I use a knife to cut mine into little pieces so that they fit onto my fork.

“How do I get him to come home?”

“Get a new personality and learn to shut the fuck up.”

I give him a dirty look as I dab at my mouth.

“Are you attracted to me?”

There is a long pause.

“I’m gay, Leah.”

“What? I never really thought you were.”

“You’ve been saying it all along!”

“But, you have a daughter … what’s her name, again?”

He laughs. “Kenley. And, I guess I only figured it out later in life.”

I drop my head in my hands. This is an all-time new low for me, seducing a gay man. I take a deep breath and look up.

“Caleb’s going to leave me again. I know it.”

For a second Sam looks taken aback, and then he scoots over on the couch and puts an arm around my shoulders.

“Probably,” he says. My head snaps around to look at him. Weren’t gay men supposed to be sensitive? The minute he announced he was gay, I was planning on using him to replace Katine. “Probably. I can’t believe he’s stayed with you for this long.” He smiles at my expression.

“Did you really just say that?”

He nods. “Maybe the guy loves a good bitch – but you’re treading a thin line between attractively bitchy and psycho. You messed with his daughter. He’s probably going to leave you and take his kid.”

“No way. I won’t let that happen.”

“What? —The husband or the baby?”

I bite the inside of my cheek. It’s obvious what I mean.

“He won’t believe it – if I start acting all supermom. He sees through shit like that.”

Sam raises an eyebrow.

“He won’t leave me. He thinks I’ll fall apart if he does.”

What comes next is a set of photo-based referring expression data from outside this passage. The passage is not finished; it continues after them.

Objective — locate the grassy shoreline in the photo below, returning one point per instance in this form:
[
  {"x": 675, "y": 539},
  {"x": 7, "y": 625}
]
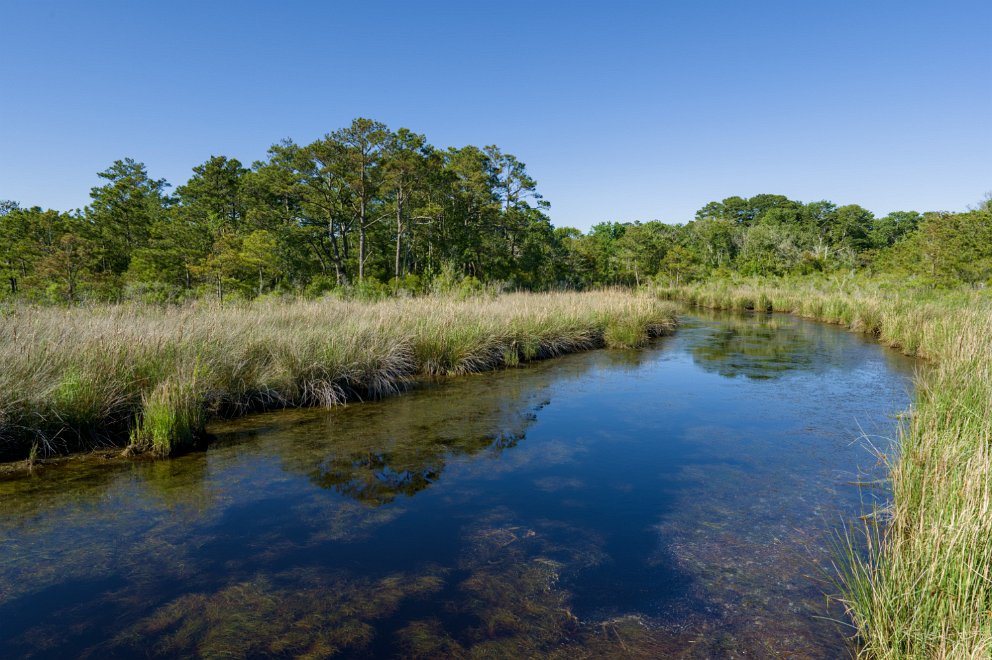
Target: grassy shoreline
[
  {"x": 149, "y": 378},
  {"x": 924, "y": 589}
]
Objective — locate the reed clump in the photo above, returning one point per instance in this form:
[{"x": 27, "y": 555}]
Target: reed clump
[
  {"x": 923, "y": 589},
  {"x": 86, "y": 377}
]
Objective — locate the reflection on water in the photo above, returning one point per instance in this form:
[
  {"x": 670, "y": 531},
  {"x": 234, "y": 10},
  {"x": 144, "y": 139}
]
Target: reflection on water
[{"x": 646, "y": 504}]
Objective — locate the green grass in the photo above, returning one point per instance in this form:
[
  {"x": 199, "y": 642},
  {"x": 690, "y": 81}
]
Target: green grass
[
  {"x": 80, "y": 378},
  {"x": 924, "y": 587}
]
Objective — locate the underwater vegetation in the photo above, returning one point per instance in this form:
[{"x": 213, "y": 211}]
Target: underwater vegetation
[
  {"x": 151, "y": 377},
  {"x": 924, "y": 588}
]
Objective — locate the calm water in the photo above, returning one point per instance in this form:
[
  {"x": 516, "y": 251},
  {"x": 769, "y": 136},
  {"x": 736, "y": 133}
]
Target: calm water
[{"x": 679, "y": 501}]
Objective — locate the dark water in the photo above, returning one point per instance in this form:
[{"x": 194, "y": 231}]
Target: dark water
[{"x": 679, "y": 501}]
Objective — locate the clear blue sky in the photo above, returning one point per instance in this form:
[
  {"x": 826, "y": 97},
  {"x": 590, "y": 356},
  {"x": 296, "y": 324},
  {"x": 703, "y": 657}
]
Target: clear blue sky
[{"x": 621, "y": 110}]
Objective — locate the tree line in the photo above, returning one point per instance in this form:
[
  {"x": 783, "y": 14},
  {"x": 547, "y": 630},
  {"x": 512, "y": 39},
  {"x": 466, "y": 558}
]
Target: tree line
[{"x": 370, "y": 210}]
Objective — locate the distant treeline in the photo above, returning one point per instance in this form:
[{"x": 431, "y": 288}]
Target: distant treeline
[{"x": 369, "y": 210}]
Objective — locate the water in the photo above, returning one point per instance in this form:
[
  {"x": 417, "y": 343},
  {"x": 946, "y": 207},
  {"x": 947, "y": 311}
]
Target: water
[{"x": 679, "y": 501}]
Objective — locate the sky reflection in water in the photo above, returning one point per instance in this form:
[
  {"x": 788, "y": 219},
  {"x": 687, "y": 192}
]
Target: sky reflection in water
[{"x": 675, "y": 501}]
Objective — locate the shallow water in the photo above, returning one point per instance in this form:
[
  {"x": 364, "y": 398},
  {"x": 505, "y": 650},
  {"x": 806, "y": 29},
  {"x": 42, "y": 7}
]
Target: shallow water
[{"x": 679, "y": 501}]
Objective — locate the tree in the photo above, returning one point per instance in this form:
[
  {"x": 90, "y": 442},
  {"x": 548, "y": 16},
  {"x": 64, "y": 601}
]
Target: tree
[
  {"x": 124, "y": 209},
  {"x": 359, "y": 166}
]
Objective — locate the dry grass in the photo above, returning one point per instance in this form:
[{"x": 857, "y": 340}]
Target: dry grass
[
  {"x": 924, "y": 588},
  {"x": 86, "y": 377}
]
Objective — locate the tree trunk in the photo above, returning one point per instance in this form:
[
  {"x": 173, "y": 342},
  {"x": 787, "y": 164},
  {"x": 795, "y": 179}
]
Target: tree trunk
[
  {"x": 399, "y": 230},
  {"x": 361, "y": 239}
]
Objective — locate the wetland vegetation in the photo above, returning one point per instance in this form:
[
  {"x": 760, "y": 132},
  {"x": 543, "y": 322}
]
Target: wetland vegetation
[
  {"x": 151, "y": 377},
  {"x": 587, "y": 506},
  {"x": 924, "y": 589},
  {"x": 366, "y": 261}
]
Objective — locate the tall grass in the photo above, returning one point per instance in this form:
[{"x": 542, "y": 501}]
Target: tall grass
[
  {"x": 924, "y": 588},
  {"x": 85, "y": 377}
]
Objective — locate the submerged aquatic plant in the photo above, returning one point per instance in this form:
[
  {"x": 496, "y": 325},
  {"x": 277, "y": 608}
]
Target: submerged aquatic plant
[
  {"x": 79, "y": 378},
  {"x": 923, "y": 586}
]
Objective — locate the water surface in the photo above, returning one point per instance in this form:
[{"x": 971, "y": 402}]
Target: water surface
[{"x": 678, "y": 501}]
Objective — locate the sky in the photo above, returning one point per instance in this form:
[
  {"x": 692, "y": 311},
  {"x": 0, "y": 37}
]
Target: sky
[{"x": 622, "y": 111}]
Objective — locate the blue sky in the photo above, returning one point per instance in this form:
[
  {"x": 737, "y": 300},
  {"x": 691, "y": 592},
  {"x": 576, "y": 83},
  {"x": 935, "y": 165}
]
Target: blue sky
[{"x": 621, "y": 110}]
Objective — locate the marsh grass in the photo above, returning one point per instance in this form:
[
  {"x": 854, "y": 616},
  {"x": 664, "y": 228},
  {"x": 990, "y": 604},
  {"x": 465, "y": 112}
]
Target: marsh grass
[
  {"x": 80, "y": 378},
  {"x": 923, "y": 586}
]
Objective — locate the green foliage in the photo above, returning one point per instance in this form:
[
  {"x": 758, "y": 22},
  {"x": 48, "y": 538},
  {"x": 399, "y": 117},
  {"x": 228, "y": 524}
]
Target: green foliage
[{"x": 369, "y": 203}]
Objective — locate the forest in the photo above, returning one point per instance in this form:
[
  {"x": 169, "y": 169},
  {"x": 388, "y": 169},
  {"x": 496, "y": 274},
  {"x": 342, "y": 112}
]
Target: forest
[{"x": 367, "y": 211}]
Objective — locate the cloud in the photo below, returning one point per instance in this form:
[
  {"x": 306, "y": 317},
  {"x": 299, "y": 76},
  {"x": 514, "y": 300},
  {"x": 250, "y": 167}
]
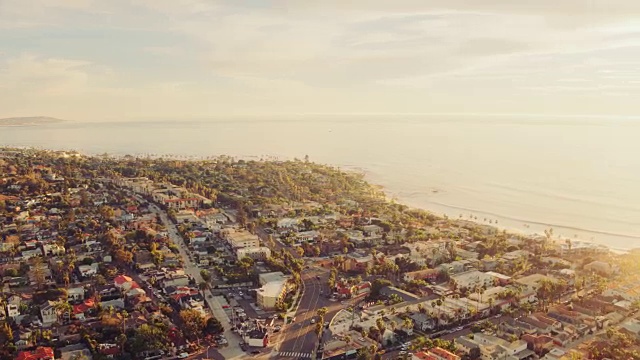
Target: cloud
[{"x": 152, "y": 56}]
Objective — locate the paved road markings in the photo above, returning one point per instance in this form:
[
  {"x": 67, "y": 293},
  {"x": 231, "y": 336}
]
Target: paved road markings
[{"x": 295, "y": 354}]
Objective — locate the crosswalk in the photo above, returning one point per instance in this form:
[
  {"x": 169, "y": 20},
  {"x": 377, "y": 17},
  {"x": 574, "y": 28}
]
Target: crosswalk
[{"x": 295, "y": 354}]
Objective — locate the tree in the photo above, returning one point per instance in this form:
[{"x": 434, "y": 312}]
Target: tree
[
  {"x": 381, "y": 326},
  {"x": 214, "y": 326},
  {"x": 322, "y": 311},
  {"x": 38, "y": 272},
  {"x": 194, "y": 323},
  {"x": 206, "y": 275}
]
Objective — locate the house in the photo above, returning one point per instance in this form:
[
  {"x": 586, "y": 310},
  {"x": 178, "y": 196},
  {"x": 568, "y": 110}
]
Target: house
[
  {"x": 123, "y": 282},
  {"x": 271, "y": 294},
  {"x": 501, "y": 279},
  {"x": 602, "y": 268},
  {"x": 516, "y": 255},
  {"x": 88, "y": 270},
  {"x": 455, "y": 267},
  {"x": 427, "y": 275},
  {"x": 144, "y": 260},
  {"x": 257, "y": 338},
  {"x": 13, "y": 310},
  {"x": 471, "y": 279},
  {"x": 40, "y": 353},
  {"x": 306, "y": 236},
  {"x": 76, "y": 351},
  {"x": 540, "y": 344},
  {"x": 438, "y": 353},
  {"x": 52, "y": 249},
  {"x": 175, "y": 280},
  {"x": 422, "y": 321},
  {"x": 265, "y": 278},
  {"x": 287, "y": 223},
  {"x": 357, "y": 262},
  {"x": 346, "y": 347},
  {"x": 259, "y": 253},
  {"x": 48, "y": 313},
  {"x": 532, "y": 282},
  {"x": 239, "y": 238},
  {"x": 75, "y": 295},
  {"x": 469, "y": 347}
]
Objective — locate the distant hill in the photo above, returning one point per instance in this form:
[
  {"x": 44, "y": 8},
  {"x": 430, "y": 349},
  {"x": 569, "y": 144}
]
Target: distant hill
[{"x": 29, "y": 121}]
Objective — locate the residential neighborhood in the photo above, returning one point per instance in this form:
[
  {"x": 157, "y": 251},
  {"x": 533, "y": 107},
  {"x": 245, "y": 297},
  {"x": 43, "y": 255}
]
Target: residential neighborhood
[{"x": 98, "y": 262}]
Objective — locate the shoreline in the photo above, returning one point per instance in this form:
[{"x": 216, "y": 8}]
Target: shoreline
[{"x": 514, "y": 225}]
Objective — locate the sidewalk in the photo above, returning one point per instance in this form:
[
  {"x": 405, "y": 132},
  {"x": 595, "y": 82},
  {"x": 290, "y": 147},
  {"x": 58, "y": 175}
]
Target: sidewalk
[{"x": 233, "y": 350}]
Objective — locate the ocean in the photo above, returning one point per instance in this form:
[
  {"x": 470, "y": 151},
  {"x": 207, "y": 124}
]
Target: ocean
[{"x": 580, "y": 177}]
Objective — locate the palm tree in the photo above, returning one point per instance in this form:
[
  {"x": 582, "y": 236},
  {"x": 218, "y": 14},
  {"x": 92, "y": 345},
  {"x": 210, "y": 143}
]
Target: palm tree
[
  {"x": 203, "y": 286},
  {"x": 124, "y": 314},
  {"x": 407, "y": 323},
  {"x": 63, "y": 307}
]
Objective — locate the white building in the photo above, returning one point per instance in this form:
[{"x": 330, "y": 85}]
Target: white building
[
  {"x": 240, "y": 238},
  {"x": 48, "y": 313},
  {"x": 271, "y": 294},
  {"x": 256, "y": 253},
  {"x": 472, "y": 279}
]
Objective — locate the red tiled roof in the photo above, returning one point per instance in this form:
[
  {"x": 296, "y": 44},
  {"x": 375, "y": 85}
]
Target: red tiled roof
[
  {"x": 121, "y": 279},
  {"x": 39, "y": 353}
]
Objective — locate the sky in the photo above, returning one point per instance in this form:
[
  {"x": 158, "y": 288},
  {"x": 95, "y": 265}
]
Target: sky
[{"x": 90, "y": 60}]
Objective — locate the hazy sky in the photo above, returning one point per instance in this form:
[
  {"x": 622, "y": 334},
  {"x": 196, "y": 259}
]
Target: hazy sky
[{"x": 118, "y": 59}]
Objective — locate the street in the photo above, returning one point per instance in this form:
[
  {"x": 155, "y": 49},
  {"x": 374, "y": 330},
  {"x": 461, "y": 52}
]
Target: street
[
  {"x": 300, "y": 339},
  {"x": 233, "y": 349}
]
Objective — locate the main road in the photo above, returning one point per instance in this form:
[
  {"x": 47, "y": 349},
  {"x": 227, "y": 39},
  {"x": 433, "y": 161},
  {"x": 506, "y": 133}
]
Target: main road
[
  {"x": 233, "y": 350},
  {"x": 300, "y": 339}
]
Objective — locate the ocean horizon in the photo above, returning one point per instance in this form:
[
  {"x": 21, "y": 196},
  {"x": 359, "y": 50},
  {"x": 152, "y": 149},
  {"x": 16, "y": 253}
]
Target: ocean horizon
[{"x": 579, "y": 176}]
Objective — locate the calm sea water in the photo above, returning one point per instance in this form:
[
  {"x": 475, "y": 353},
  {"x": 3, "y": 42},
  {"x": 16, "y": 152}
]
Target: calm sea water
[{"x": 581, "y": 177}]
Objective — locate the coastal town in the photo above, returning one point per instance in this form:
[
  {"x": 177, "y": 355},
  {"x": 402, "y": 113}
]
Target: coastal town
[{"x": 157, "y": 258}]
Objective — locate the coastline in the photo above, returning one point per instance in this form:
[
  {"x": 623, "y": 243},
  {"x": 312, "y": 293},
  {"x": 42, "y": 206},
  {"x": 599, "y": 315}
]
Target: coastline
[{"x": 512, "y": 225}]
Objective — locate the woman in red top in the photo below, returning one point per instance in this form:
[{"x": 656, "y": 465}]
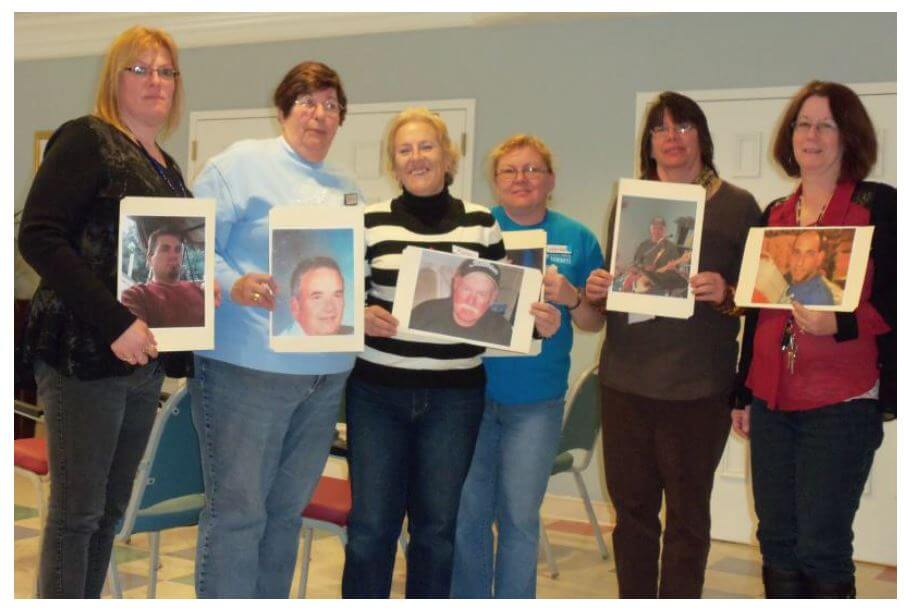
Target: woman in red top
[{"x": 819, "y": 382}]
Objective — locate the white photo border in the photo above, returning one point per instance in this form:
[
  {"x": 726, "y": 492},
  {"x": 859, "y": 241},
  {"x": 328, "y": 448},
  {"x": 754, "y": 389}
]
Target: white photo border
[
  {"x": 522, "y": 328},
  {"x": 523, "y": 239},
  {"x": 856, "y": 274},
  {"x": 170, "y": 339}
]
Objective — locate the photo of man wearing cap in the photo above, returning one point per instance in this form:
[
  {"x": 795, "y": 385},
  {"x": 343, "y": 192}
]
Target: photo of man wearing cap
[{"x": 466, "y": 313}]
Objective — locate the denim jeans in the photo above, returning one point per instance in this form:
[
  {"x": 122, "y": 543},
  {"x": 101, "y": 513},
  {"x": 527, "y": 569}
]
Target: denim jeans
[
  {"x": 409, "y": 451},
  {"x": 654, "y": 448},
  {"x": 506, "y": 484},
  {"x": 96, "y": 434},
  {"x": 264, "y": 441},
  {"x": 809, "y": 468}
]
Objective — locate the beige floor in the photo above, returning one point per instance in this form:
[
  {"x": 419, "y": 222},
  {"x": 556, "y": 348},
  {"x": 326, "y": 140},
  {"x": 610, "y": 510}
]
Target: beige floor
[{"x": 732, "y": 571}]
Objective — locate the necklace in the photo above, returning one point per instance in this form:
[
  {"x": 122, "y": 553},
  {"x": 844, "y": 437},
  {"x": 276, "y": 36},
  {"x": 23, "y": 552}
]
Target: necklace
[
  {"x": 799, "y": 205},
  {"x": 178, "y": 187}
]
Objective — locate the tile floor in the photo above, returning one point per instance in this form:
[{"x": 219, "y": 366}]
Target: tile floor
[{"x": 732, "y": 572}]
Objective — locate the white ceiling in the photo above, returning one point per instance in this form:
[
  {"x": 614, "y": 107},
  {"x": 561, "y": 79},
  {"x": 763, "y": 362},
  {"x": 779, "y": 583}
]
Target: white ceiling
[{"x": 50, "y": 35}]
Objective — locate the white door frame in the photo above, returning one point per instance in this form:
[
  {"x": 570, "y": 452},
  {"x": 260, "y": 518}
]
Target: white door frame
[{"x": 465, "y": 174}]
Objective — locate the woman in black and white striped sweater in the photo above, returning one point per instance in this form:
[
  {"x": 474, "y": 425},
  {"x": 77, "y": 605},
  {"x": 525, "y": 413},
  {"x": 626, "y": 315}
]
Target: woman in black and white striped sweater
[{"x": 414, "y": 404}]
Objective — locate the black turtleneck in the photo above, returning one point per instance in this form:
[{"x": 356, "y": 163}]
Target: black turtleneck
[{"x": 443, "y": 223}]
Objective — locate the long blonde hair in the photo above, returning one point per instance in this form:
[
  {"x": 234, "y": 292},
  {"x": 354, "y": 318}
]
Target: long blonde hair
[{"x": 123, "y": 52}]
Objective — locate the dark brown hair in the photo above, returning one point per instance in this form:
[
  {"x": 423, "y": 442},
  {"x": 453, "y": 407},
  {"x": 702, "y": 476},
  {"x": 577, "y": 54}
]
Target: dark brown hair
[
  {"x": 857, "y": 136},
  {"x": 681, "y": 109},
  {"x": 304, "y": 79}
]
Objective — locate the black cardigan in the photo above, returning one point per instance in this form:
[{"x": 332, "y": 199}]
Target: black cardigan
[
  {"x": 881, "y": 201},
  {"x": 69, "y": 235}
]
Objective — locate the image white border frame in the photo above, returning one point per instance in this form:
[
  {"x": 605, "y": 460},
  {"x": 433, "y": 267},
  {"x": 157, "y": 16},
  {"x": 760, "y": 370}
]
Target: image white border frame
[
  {"x": 750, "y": 264},
  {"x": 170, "y": 339},
  {"x": 522, "y": 328},
  {"x": 313, "y": 217},
  {"x": 523, "y": 239}
]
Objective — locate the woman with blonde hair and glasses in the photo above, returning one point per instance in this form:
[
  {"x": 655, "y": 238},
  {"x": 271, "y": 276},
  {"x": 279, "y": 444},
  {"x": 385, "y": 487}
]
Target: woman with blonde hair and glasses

“Is that how you want to keep him? By manipulating his emotions?”

I shrug. “I try not to think about it, honestly.”

“Yeah, that’s kind of apparent. Why not just let him go? You could find someone else.”

I have the urge to slap him across the face. I light up a Slim instead.

“I won’t ever let him go. I love him too much.”

Sam smirks at me and plucks it from my fingers, stubbing it out on my granite. “Never?”

“Never,” I say. “Never ever.”

Sam points a finger at me. “That’s not love.”

I roll my eyes at him. “What do you know? You’re gay.”